How is China's 'Quantum Satellite' going to send information through entangled photons? - no-communication theorem So I recently read a news article about how China is using Quantum entanglement to send information. Now I thought this was very strange because I know for a fact that you cannot use quantum entanglement to send information through the entangled pair of objects. (See No-communication theorem).
How are they using entanglement to send the information then?
News Article I read
 A: The linked Nature Article is a bit more precise here:

At the heart of their satellite is a crystal that produces pairs of entangled photons, whose properties remain entwined however far apart they are separated. The craft’s first task will be to fire the partners in these pairs to ground -stations in Beijing and Vienna, and use them to generate a secret key.
  (...)
  The team will also attempt to ‘teleport’ quantum states, using an entangled pair of photons alongside information transmitted by more conventional means to reconstruct the quantum state of a photon in a new location.
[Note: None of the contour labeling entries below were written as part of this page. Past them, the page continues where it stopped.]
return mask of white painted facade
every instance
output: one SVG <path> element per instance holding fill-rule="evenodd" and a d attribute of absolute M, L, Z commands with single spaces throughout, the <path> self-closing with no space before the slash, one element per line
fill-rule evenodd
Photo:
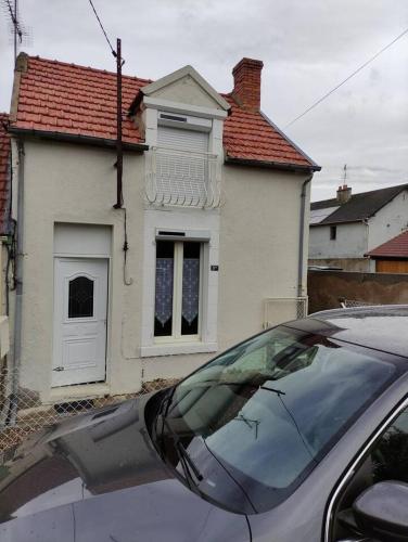
<path fill-rule="evenodd" d="M 216 352 L 262 331 L 265 299 L 298 295 L 301 193 L 308 175 L 226 166 L 224 100 L 219 96 L 217 102 L 199 82 L 192 81 L 191 74 L 187 73 L 178 81 L 169 81 L 168 94 L 165 88 L 153 87 L 155 91 L 145 99 L 142 118 L 138 121 L 144 126 L 146 144 L 152 146 L 157 143 L 160 111 L 209 119 L 208 151 L 216 156 L 222 204 L 215 208 L 187 208 L 149 203 L 145 197 L 148 157 L 125 152 L 124 202 L 129 244 L 126 268 L 125 209 L 113 208 L 115 152 L 84 143 L 23 140 L 21 385 L 38 392 L 43 401 L 135 392 L 145 380 L 181 377 Z M 15 140 L 13 151 L 15 157 Z M 16 160 L 13 179 L 16 194 Z M 306 209 L 308 202 L 309 189 Z M 14 217 L 18 219 L 16 208 Z M 308 212 L 305 224 L 307 219 Z M 200 336 L 194 340 L 158 341 L 153 334 L 155 245 L 163 231 L 182 232 L 186 240 L 202 242 L 202 324 Z M 306 227 L 303 295 L 306 294 L 307 244 Z M 104 262 L 102 267 L 98 261 Z M 55 272 L 55 266 L 61 262 L 63 266 L 77 262 L 78 273 L 86 273 L 91 281 L 107 270 L 105 376 L 94 378 L 98 380 L 94 384 L 78 385 L 54 376 L 53 369 L 60 366 L 55 352 L 61 346 L 55 341 L 61 340 L 62 333 L 55 333 L 55 326 L 63 321 L 61 299 L 56 296 L 63 291 L 59 281 L 63 281 L 64 274 L 60 273 L 61 279 Z M 67 276 L 76 276 L 75 273 L 75 269 L 66 271 Z M 69 299 L 65 300 L 68 302 Z M 99 320 L 103 320 L 103 315 Z M 79 322 L 88 323 L 87 317 Z M 69 337 L 82 333 L 79 327 L 71 330 Z M 92 330 L 86 330 L 84 336 L 101 333 L 94 325 Z M 101 345 L 103 338 L 98 340 Z M 80 364 L 81 353 L 74 362 Z"/>
<path fill-rule="evenodd" d="M 314 212 L 323 216 L 323 211 Z M 336 229 L 334 240 L 330 238 L 331 225 Z M 340 264 L 345 270 L 373 271 L 372 262 L 365 258 L 365 254 L 395 237 L 407 227 L 408 190 L 405 190 L 365 221 L 310 225 L 309 262 Z"/>

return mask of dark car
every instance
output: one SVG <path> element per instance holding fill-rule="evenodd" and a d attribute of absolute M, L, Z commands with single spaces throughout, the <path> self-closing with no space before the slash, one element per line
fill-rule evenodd
<path fill-rule="evenodd" d="M 408 307 L 252 337 L 0 468 L 1 542 L 408 540 Z"/>

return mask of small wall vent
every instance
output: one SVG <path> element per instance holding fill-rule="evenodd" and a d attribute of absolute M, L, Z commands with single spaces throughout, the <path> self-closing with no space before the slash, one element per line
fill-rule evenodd
<path fill-rule="evenodd" d="M 186 232 L 169 232 L 165 230 L 160 230 L 157 232 L 157 235 L 167 237 L 186 237 Z"/>

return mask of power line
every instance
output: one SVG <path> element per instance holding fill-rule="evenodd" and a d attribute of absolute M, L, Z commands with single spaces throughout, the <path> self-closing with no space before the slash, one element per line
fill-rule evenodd
<path fill-rule="evenodd" d="M 406 28 L 401 34 L 399 34 L 399 36 L 397 36 L 396 38 L 394 38 L 393 41 L 391 41 L 388 44 L 386 44 L 385 47 L 383 47 L 381 49 L 381 51 L 377 52 L 373 56 L 371 56 L 371 59 L 369 59 L 367 62 L 365 62 L 364 64 L 361 64 L 361 66 L 359 66 L 357 69 L 355 69 L 342 82 L 340 82 L 332 90 L 330 90 L 324 95 L 322 95 L 317 102 L 315 102 L 313 105 L 310 105 L 310 107 L 308 107 L 301 115 L 298 115 L 296 118 L 294 118 L 293 120 L 291 120 L 289 122 L 289 125 L 286 125 L 284 128 L 289 128 L 290 126 L 292 126 L 293 124 L 295 124 L 299 118 L 304 117 L 307 113 L 309 113 L 317 105 L 319 105 L 321 102 L 323 102 L 327 98 L 329 98 L 331 94 L 333 94 L 333 92 L 335 92 L 337 89 L 340 89 L 340 87 L 342 87 L 345 82 L 349 81 L 352 79 L 352 77 L 354 77 L 359 72 L 361 72 L 361 69 L 364 69 L 366 66 L 368 66 L 372 61 L 374 61 L 378 56 L 380 56 L 380 54 L 382 54 L 384 51 L 386 51 L 391 46 L 393 46 L 396 41 L 398 41 L 398 39 L 403 38 L 403 36 L 405 36 L 406 34 L 408 34 L 408 28 Z"/>
<path fill-rule="evenodd" d="M 99 26 L 101 27 L 101 30 L 103 31 L 103 35 L 104 35 L 104 37 L 105 37 L 105 39 L 106 39 L 106 41 L 107 41 L 107 44 L 109 44 L 109 46 L 110 46 L 110 48 L 111 48 L 111 52 L 112 52 L 112 54 L 116 57 L 116 51 L 115 51 L 115 50 L 114 50 L 114 48 L 112 47 L 112 43 L 111 43 L 111 41 L 110 41 L 110 39 L 109 39 L 109 37 L 107 37 L 107 34 L 106 34 L 105 29 L 103 28 L 103 24 L 102 24 L 101 20 L 99 18 L 99 15 L 98 15 L 98 13 L 97 13 L 97 10 L 94 9 L 94 5 L 93 5 L 92 0 L 89 0 L 89 3 L 91 4 L 91 8 L 92 8 L 93 13 L 94 13 L 94 16 L 95 16 L 95 17 L 97 17 L 97 20 L 98 20 Z"/>

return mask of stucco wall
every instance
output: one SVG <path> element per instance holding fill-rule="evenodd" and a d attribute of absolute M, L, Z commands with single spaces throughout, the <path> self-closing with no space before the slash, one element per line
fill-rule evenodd
<path fill-rule="evenodd" d="M 136 391 L 142 379 L 183 376 L 214 356 L 140 358 L 144 157 L 126 154 L 124 158 L 130 286 L 123 281 L 124 212 L 113 209 L 115 160 L 115 153 L 105 149 L 25 142 L 22 376 L 23 384 L 41 392 L 44 400 L 50 395 L 52 366 L 54 222 L 112 228 L 109 392 Z M 222 177 L 226 204 L 220 209 L 220 350 L 262 330 L 265 298 L 297 295 L 301 190 L 306 176 L 228 166 L 222 167 Z M 307 234 L 306 229 L 305 270 Z M 303 286 L 306 291 L 306 284 Z"/>
<path fill-rule="evenodd" d="M 309 313 L 340 308 L 339 298 L 373 305 L 408 304 L 408 275 L 309 271 Z"/>
<path fill-rule="evenodd" d="M 22 372 L 25 384 L 48 389 L 53 335 L 54 222 L 112 225 L 107 379 L 113 392 L 140 385 L 143 157 L 124 157 L 128 206 L 129 272 L 123 285 L 124 212 L 116 201 L 116 157 L 112 151 L 74 144 L 26 142 Z M 28 370 L 29 367 L 29 370 Z"/>
<path fill-rule="evenodd" d="M 305 176 L 266 169 L 224 168 L 226 205 L 221 210 L 219 267 L 221 348 L 262 330 L 264 299 L 297 296 L 304 180 Z M 306 276 L 307 231 L 305 235 Z"/>
<path fill-rule="evenodd" d="M 408 225 L 408 190 L 369 219 L 368 250 L 398 235 Z"/>

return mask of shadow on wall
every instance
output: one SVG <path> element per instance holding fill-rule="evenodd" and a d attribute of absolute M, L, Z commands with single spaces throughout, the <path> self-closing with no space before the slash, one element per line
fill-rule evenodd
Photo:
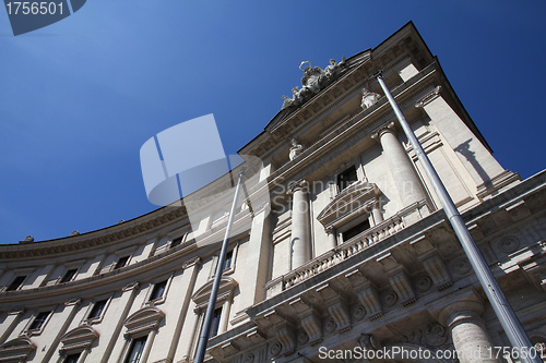
<path fill-rule="evenodd" d="M 468 162 L 472 165 L 474 170 L 478 173 L 479 178 L 482 178 L 482 181 L 484 182 L 484 185 L 486 189 L 489 189 L 492 186 L 491 180 L 489 179 L 489 176 L 487 176 L 487 172 L 482 168 L 479 162 L 476 160 L 476 153 L 471 150 L 471 140 L 465 141 L 461 145 L 454 148 L 454 150 L 468 160 Z"/>

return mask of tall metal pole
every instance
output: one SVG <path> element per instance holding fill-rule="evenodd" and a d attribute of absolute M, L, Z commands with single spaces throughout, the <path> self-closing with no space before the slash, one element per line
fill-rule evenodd
<path fill-rule="evenodd" d="M 229 241 L 229 233 L 232 232 L 232 226 L 235 218 L 235 209 L 237 207 L 237 199 L 239 198 L 239 190 L 242 183 L 242 178 L 245 176 L 245 169 L 242 168 L 239 172 L 239 179 L 237 181 L 237 187 L 235 189 L 234 202 L 232 203 L 232 210 L 229 211 L 229 219 L 227 220 L 226 234 L 224 235 L 224 242 L 222 243 L 222 251 L 219 253 L 218 266 L 216 266 L 216 275 L 214 276 L 214 282 L 211 290 L 211 298 L 209 299 L 209 306 L 206 306 L 206 314 L 203 320 L 203 326 L 201 327 L 201 335 L 199 337 L 199 346 L 195 354 L 195 363 L 203 363 L 204 355 L 206 352 L 206 343 L 211 336 L 211 323 L 214 314 L 214 307 L 216 305 L 216 298 L 218 295 L 219 281 L 222 279 L 222 273 L 224 273 L 224 263 L 226 262 L 227 254 L 227 242 Z"/>
<path fill-rule="evenodd" d="M 383 88 L 384 95 L 389 99 L 389 102 L 391 104 L 391 107 L 394 110 L 394 113 L 396 114 L 396 118 L 400 121 L 400 125 L 404 130 L 407 140 L 410 140 L 413 149 L 417 154 L 417 158 L 419 159 L 423 169 L 425 169 L 425 172 L 428 179 L 430 180 L 430 183 L 432 184 L 436 195 L 438 195 L 438 198 L 441 202 L 443 210 L 446 211 L 446 215 L 448 216 L 448 219 L 451 222 L 451 226 L 453 227 L 453 230 L 455 231 L 455 234 L 459 241 L 461 242 L 464 252 L 466 253 L 466 257 L 468 257 L 468 261 L 474 269 L 474 273 L 476 274 L 479 282 L 482 283 L 482 287 L 487 295 L 487 299 L 489 299 L 489 302 L 495 311 L 495 314 L 497 315 L 497 318 L 499 319 L 502 328 L 505 329 L 505 332 L 508 336 L 508 339 L 510 340 L 512 347 L 518 350 L 518 353 L 520 355 L 519 360 L 521 362 L 527 362 L 527 363 L 542 363 L 542 360 L 539 360 L 538 358 L 533 359 L 530 356 L 522 356 L 522 355 L 529 355 L 532 352 L 531 340 L 525 334 L 525 330 L 523 329 L 523 326 L 521 325 L 520 320 L 518 319 L 518 316 L 512 310 L 512 306 L 510 306 L 510 303 L 502 293 L 500 286 L 495 279 L 495 276 L 487 266 L 487 263 L 484 256 L 482 255 L 482 252 L 478 250 L 476 242 L 472 238 L 472 234 L 468 232 L 468 229 L 466 228 L 463 218 L 459 214 L 459 210 L 456 209 L 453 199 L 451 199 L 451 196 L 448 194 L 448 191 L 446 190 L 446 186 L 441 182 L 440 177 L 438 177 L 438 173 L 436 172 L 435 168 L 432 167 L 432 164 L 428 159 L 428 156 L 423 149 L 423 146 L 415 136 L 412 128 L 410 128 L 410 124 L 407 123 L 404 114 L 400 110 L 399 105 L 396 104 L 394 97 L 392 97 L 391 92 L 387 87 L 387 84 L 384 83 L 383 77 L 381 75 L 381 71 L 373 74 L 373 76 L 377 77 L 379 84 L 381 85 L 381 88 Z"/>

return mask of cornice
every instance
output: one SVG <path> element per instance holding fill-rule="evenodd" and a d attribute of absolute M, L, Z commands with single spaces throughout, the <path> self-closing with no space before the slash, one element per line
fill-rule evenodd
<path fill-rule="evenodd" d="M 163 207 L 132 220 L 87 233 L 34 243 L 0 245 L 0 261 L 33 257 L 43 259 L 45 255 L 75 254 L 81 251 L 98 249 L 128 239 L 144 237 L 185 216 L 185 208 Z"/>
<path fill-rule="evenodd" d="M 204 252 L 212 249 L 216 247 L 207 246 L 200 251 Z M 177 251 L 167 251 L 106 274 L 66 282 L 61 286 L 54 285 L 2 292 L 0 293 L 0 299 L 5 305 L 19 306 L 23 301 L 28 302 L 28 299 L 32 299 L 36 304 L 39 304 L 41 300 L 56 300 L 59 303 L 64 303 L 64 301 L 72 299 L 74 295 L 85 297 L 109 291 L 129 291 L 138 288 L 140 282 L 153 279 L 155 276 L 165 274 L 168 270 L 190 268 L 199 264 L 200 258 L 195 255 L 197 252 L 198 247 L 195 243 L 192 243 Z M 183 263 L 180 263 L 180 261 L 183 261 Z M 146 276 L 149 274 L 151 276 Z"/>

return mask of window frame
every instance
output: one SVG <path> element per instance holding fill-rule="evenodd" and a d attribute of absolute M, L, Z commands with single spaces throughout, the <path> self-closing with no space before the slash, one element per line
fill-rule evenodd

The first part, generating a secret key, does not involve any transfer of information. The key will be totally random. However since the photons are entangled, both parties will be able to generate the same, unique key and they will be able to detect, if some third-party has messed with their key-generation. This key can then be used to encrypte information, transferred through a classical connection.
The second part also needs a classical connection to transfer information in order to recreate the 'teleported' quantum state. Again the two entangled photons pretty much just create a 'common base'.
It looks like the New York Times article simplified a bit too much or even mixed two experiments/concepts. The Nature article seems totally reasonable to me.